Listen Up: Wednesday, July 11, 2002
A D V E R T I S E M E N T
A D V E R T I S E M E N T
Sonic Youth

Murray Street (DGC Records)

By Ken Shimamoto

Now what would you expect from the folks who wore the influence of Glenn Branca (avant-garde composer, noted sci-fi dweeb) on their sleeves, brought skronk to rock ‘n roll some 20 years ago, set an indie benchmark with 1988’s sprawling Daydream Nation, and once, a while back, sent a large chunk of a Tarrant County audience for Neil Young & Crazy Horse streaming for the aisles with their hands clamped firmly over their ears to escape waves of shrieking feedback? What would you expect from a band unafraid of, uh, alienating its listeners?

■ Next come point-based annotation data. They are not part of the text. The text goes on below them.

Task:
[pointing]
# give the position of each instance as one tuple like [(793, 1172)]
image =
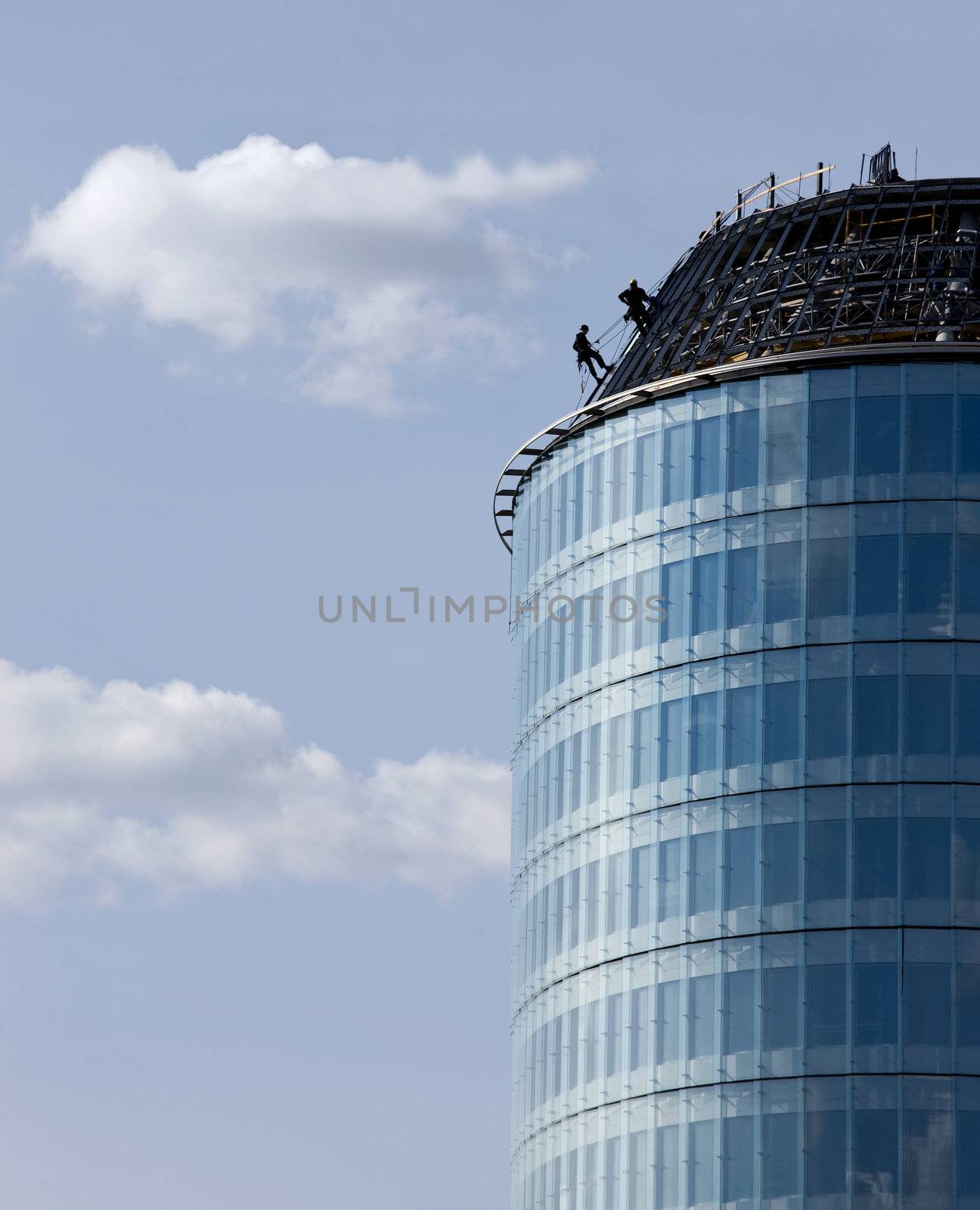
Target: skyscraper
[(747, 774)]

A big surprise. Murray Street is actually a very sober, tonal, lyrical listening experience. Reportedly the second installment of “a trilogy about the cultural history of Lower Manhattan,” the album is named after the birthplace of Lionel Trains (speaking of Neil Young) and the location of Sonic Youth’s studio, where an engine from one of the planes that struck the Twin Towers landed (sessions were delayed by the subsequent cordoning off of the area).

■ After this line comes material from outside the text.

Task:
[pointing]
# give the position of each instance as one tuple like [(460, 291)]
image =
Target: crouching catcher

Which is not to say that there’s no skronk here. (I dare you to sit through the industrial noise section of “Karen Revisited” without ripping the c.d. out of the player. If you hang on, however, you’ll be rewarded by the song’s hauntingly ethereal coda.) The saving grace is that the noise appears within a middle-period Velvet Underground-like set of songs that seems to capture the somber, reflective mood of post-9/11 NYC.

Of course, there’s plenty of exploratory guitarissimo from stalwarts Moore, his spouse Kim Gordon, and Lee Ranaldo, along with new guy Jim O’Rourke. On “Radical Adults Lick Godhead Style,” the horn players from the punk/jazz power trio Borbetomagus make an appearance that will either remind you of John Coltrane’s Meditations or the mating cries of crazed bull elephants, depending on your previous exposure to free jazz. (Fans of Austin’s late Lord High Fixers will approve.)